死確者は「そっか」と呟くと、視線を私から逸らすと、おもむろに俯いた。そして、黙った。
長く天使として働いていりゃな、人間が何を抱いてんのか何となく、嫌でも分かってくるよ——かつて何の気なしに言っていた死神の発言の意味が今ようやく分かった気がする。そんな私が心の中で発したのは、しまった。という後悔の言葉だった。
これまで病のせいで手足さえ自由に動かすことが困難な状態だった。体で表現できない分、口から溢れる言葉の数々、生じる会話はこの上なく楽しみであり、同時に数少ない娯楽であったはずである。なのに私は、然程話題を広げることもしなかった。まったく、職歴だけが長くなるだけで使い物になっていないじゃないか、私は。
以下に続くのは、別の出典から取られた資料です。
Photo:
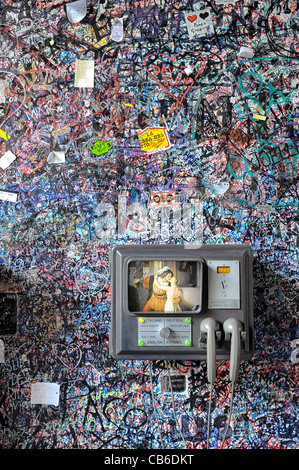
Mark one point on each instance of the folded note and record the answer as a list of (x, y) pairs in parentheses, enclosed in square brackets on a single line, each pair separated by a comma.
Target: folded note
[(45, 393), (7, 159)]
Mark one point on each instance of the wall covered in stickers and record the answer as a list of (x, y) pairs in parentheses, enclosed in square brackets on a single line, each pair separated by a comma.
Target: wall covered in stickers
[(106, 108)]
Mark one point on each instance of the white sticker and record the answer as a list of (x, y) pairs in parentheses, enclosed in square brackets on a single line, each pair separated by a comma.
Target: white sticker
[(199, 23), (84, 73), (221, 187), (117, 30), (56, 157), (7, 159), (2, 360), (45, 393), (246, 52), (76, 11), (11, 196)]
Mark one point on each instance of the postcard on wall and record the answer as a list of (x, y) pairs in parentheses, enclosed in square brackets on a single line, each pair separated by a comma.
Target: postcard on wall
[(45, 393), (199, 23), (84, 73), (153, 139)]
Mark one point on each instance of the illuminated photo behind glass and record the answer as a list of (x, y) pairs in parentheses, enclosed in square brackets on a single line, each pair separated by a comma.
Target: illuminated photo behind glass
[(164, 286)]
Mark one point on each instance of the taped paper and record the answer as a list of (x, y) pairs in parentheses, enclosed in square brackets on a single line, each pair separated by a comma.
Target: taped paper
[(76, 11), (11, 196), (199, 23), (117, 30), (2, 359), (153, 139), (84, 73), (45, 393), (246, 52), (56, 157), (7, 159), (221, 188), (61, 131)]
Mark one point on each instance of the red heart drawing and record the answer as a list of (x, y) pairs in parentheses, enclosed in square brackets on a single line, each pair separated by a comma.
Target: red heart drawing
[(174, 80)]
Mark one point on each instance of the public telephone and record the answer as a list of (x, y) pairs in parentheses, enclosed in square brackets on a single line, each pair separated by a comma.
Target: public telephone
[(175, 303)]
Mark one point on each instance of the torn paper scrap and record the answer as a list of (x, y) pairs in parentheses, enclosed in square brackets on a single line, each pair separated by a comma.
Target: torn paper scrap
[(7, 159), (56, 157), (76, 11), (84, 73), (153, 139), (11, 196), (221, 187), (117, 30), (45, 393), (2, 358), (199, 23), (246, 52), (4, 135)]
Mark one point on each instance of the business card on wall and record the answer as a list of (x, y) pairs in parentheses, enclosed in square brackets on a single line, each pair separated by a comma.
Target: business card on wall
[(199, 23)]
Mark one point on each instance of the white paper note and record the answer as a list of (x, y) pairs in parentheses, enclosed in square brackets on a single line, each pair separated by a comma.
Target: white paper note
[(117, 30), (11, 196), (7, 159), (45, 393), (2, 360), (76, 11), (56, 157), (199, 23), (84, 73)]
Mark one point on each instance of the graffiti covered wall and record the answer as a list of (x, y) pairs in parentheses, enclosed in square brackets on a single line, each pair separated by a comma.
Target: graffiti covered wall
[(104, 112)]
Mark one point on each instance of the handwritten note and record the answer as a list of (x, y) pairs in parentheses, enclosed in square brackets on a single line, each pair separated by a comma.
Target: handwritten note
[(199, 23), (7, 159), (84, 73), (11, 196), (76, 11), (2, 359), (153, 139), (117, 30), (45, 393), (56, 157)]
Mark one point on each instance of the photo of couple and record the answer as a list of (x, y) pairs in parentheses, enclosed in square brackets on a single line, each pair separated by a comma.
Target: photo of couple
[(156, 288)]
とにかく、打開策を考える。今からでも続けるべきか。だが、嘘をつくのは良くない。相手に気をつかわせているなどと思われたら、余計にまずい状況になるから、無理に広げるのもよした方がいいだろう。
どうしようか、どうすればいいだろうか……
「理想は理想のままで、ってことかな……」
悩んでいると、死確者は唐突に口を開いた。見ると、視線は白い天井に向けていた。
「はい?」
「私なりに考えてみたんだけどさ、天使って色んなことから救ってくれそうな感じがするでしょ。不幸からとか災難からとか死ぬことからとか」
ああ、そうか。黙っていた理由が良い意味で外れたことに私は、動作しないものの、胸を撫で下ろした。
「そうなんですかね」
だが、良い機会だ。会話を続けてみよう。上手くいくならば、頃合いを見て話を広げてもみよう。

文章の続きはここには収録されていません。